Ameba Ownd

アプリで簡単、無料ホームページ作成

XN85 1982

2018.05.23 10:26

XN85 1982y

(リード)

ある日突然盛り上がったのも束の間、あれよあれよという間に下火になってしまったターボバイク開発競争。このXN85も、スズキ唯一のターボモデルになってしまった。しかし、このバイクに投入された最新メカニズムの数々は、続くモデルたちにしっかり活かされ、走りのスズキという評価を決定づける原動力として活躍した。いまになって思えば、もしターボという飛び道具が装着されていなかったとしても、スズキスポーツバイクのターニングポイントになったバイクとして、高い評価が与えられたのではないかと思われる。


(本文)

 当時各社から発売されたターボバイクは、既成のモデルを改造した、いわば実験機に近いものだった。XN85もその例に漏れず、カタナシリーズの尖兵、GS650Gをベースに作られたものだが、デザインにしてもメカにしても、流用モデル的な安直さが微塵も見られない仕上りで、スズキの真面目さをよく現わしているといえよう。

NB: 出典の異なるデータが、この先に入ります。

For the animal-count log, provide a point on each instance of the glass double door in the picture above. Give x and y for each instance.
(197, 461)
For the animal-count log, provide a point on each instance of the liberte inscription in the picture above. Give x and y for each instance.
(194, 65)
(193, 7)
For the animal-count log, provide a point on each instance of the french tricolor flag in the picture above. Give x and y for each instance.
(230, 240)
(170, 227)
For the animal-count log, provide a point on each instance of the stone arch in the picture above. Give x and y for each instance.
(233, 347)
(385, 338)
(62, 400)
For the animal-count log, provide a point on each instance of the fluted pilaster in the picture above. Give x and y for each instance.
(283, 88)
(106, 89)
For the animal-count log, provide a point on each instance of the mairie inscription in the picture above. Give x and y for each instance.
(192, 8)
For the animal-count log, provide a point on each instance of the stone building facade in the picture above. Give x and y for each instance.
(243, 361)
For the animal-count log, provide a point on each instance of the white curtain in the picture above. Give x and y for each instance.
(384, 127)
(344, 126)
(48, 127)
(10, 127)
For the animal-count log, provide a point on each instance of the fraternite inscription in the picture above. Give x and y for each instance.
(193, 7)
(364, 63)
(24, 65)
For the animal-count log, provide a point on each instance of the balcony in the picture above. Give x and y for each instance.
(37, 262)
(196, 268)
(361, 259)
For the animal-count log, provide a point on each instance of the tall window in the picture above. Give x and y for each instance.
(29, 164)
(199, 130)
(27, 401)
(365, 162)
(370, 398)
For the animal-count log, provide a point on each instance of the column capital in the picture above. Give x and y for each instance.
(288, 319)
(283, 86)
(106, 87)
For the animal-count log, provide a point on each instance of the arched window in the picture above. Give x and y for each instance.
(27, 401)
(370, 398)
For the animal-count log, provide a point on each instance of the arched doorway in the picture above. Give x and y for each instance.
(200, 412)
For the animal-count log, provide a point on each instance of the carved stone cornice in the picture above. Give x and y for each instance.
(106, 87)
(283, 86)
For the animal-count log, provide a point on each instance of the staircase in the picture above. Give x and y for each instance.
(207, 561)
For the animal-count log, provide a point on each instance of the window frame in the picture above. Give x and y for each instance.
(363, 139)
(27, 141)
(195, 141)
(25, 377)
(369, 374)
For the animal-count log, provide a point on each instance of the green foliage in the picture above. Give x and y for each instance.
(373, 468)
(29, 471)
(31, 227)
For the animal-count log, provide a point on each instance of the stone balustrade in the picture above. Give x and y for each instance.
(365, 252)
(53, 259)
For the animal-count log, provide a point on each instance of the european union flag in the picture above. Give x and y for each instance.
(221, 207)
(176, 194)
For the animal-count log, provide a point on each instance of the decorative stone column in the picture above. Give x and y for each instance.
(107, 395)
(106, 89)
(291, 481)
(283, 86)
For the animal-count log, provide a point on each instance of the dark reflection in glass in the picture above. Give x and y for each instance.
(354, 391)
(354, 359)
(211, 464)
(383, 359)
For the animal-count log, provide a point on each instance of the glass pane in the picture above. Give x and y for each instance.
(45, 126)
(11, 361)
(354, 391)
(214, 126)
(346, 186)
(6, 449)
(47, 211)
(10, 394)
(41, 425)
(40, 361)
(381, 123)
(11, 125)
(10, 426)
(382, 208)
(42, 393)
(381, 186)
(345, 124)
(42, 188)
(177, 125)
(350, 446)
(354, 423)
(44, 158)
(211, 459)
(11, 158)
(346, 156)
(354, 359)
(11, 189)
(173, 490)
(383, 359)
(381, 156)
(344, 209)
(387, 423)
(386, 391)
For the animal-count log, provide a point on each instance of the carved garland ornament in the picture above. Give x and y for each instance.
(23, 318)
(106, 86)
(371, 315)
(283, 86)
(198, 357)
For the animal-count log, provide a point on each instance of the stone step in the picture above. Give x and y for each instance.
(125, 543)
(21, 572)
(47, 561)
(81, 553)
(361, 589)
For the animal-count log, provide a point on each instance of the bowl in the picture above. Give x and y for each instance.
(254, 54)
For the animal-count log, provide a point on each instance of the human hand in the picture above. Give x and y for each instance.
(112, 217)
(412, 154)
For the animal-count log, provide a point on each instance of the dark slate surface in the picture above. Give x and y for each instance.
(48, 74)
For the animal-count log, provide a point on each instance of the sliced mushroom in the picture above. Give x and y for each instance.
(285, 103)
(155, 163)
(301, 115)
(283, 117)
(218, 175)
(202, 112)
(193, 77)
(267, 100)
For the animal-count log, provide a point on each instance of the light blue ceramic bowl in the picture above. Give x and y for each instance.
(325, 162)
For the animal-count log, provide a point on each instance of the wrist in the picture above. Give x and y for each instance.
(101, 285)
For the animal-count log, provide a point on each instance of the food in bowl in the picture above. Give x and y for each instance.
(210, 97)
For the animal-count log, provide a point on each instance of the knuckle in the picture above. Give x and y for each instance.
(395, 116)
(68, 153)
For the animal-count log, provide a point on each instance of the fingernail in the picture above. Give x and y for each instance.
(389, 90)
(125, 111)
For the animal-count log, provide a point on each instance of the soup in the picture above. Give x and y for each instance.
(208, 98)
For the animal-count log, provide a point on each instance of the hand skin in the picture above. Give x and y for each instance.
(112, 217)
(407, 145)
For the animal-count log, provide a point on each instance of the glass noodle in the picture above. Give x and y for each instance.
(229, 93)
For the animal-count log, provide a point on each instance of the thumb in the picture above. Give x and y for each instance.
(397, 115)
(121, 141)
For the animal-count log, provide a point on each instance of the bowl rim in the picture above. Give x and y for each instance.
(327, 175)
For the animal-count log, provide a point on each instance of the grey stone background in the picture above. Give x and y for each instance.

 さて問題のエンジンだが、GS650Gに搭載される673ccエンジンを、排気量はそのままに圧縮比を9.4→7.4へと大幅に低圧縮化、ターボバイクの泣き所であるノッキング対策を施している。ただし、ただ単純に低圧縮化しただけではない。まず、吸気システムをキャブレターから電子制御燃料噴射に変更。エンジン回転とアクセル開度に合わせ、1回のクランク回転に対する噴射回数を2段階に切り換える、独特の方式を採用していた。

 さらに、ピストン裏側にオイルを噴射してピストンヘッドを積極的に冷却する、オイルジェットシステムを導入。このシステムは、後に登場したGSX-R750をはじめとする、油冷エンジンラインナップの重要技術として、スズキの顔にまで発展することになった。また、オイルポンプの容量アップとピストン・ピストンピンの強化、適宜配されたメッキコーティング、強化クランクの採用などが採用されており、ベースエンジンの面影を残すのはエンジン外観だけと考えていいだろう。

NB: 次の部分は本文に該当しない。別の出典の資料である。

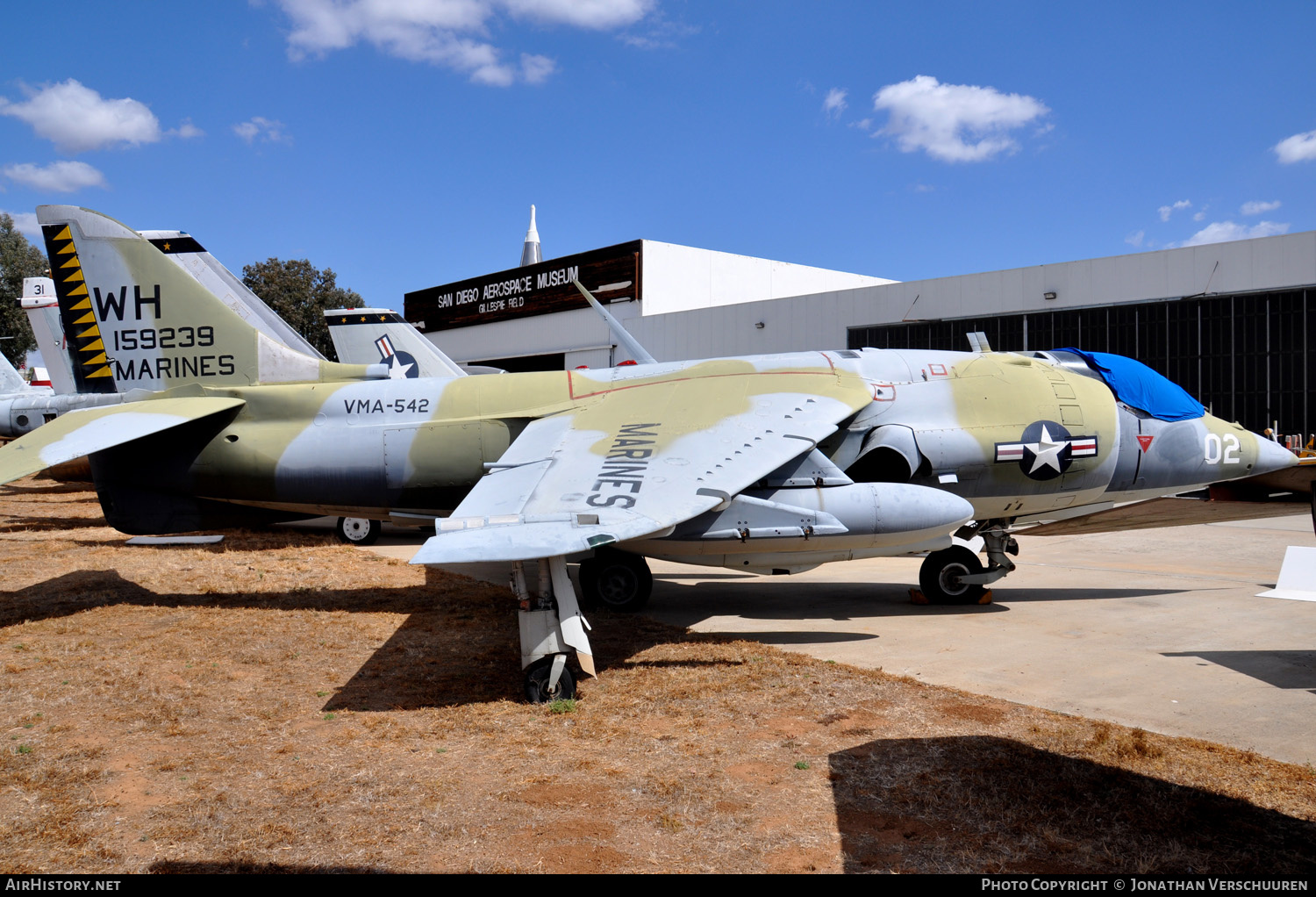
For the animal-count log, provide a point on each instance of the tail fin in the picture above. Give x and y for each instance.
(39, 300)
(11, 381)
(187, 253)
(381, 334)
(136, 320)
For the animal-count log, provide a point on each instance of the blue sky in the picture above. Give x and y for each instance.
(402, 141)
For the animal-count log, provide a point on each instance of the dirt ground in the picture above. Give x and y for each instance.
(281, 702)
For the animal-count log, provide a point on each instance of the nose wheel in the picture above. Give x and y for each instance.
(942, 578)
(540, 686)
(358, 531)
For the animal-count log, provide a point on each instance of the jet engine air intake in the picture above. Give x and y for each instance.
(889, 455)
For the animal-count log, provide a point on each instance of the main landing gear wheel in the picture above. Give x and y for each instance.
(537, 683)
(360, 531)
(616, 581)
(940, 578)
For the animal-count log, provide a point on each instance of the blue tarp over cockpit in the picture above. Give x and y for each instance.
(1141, 387)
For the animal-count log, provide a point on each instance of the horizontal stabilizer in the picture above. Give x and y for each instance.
(92, 429)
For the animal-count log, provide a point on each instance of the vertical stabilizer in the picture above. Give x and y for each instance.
(136, 320)
(187, 253)
(368, 336)
(531, 253)
(39, 300)
(11, 381)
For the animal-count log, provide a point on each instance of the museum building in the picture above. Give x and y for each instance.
(1229, 321)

 採用されたタービンはIHI製のコンパクトタイプで、550mmHgの過給により85psの最高出力と7.8kg-mの最大トルクを得ている。車名のXN85とは、この85psから来たものだ。ここで注目なのは、タービンがクランクケース後方のかなり奥まった場所に置かれ、エキパイの取り回しを見る限り、ターボマシンのようには見えないこと。通常、タービンはできるだけ排気バルブの近くに設置したほうがターボラグが少ないとされているが、XN85の場合はデザインの美しさも重要な要素として考慮されたのだと思われる。

 ターボ化によって増大したパワー&トルクに対応するため、フレーム剛性は大きく強化されるとともに、足まわりも従来のスズキ車とはまったく異なる方向性を投入。アンチノーズダイブ機構付きのしっかりしたフロントサスとフルフローターリアサスペンション、フロント16インチ/リア17インチの小径ホイールが与えられ、続くレプリカブームへの橋渡しを果たしている。実際、重心が低く左右へのバンキングがスムーズで、なおかつコーナリング中の旋回性が高く、スポーツライディングが存分に楽しめたバイクであった。

 たしかにターボラグは気になったが、ライダーの意志に反するほど急激なトルク変動は見られず、底力のある加速と思いがけないほどの扱いやすさを兼ね備えた乗り味は、ツーリングスポーツとしてもなかなかの評価を得ていたのだ。デザイン面を見ても、カタナのイメージをうまく消化して、スマートかつエキサイティングなイメージを作り出している。その後この基本デザインは、GSX750E4やGSX400FWなどの、GSX-Rシリーズと明確に並びたつスーパースポーツラインナップに進化し、長い間親しまれていくことになる。時代や人気には恵まれないバイク、およびカテゴリーではあったが、それでもなおかつ、まぎれもない力作と呼んでいいバイクであった。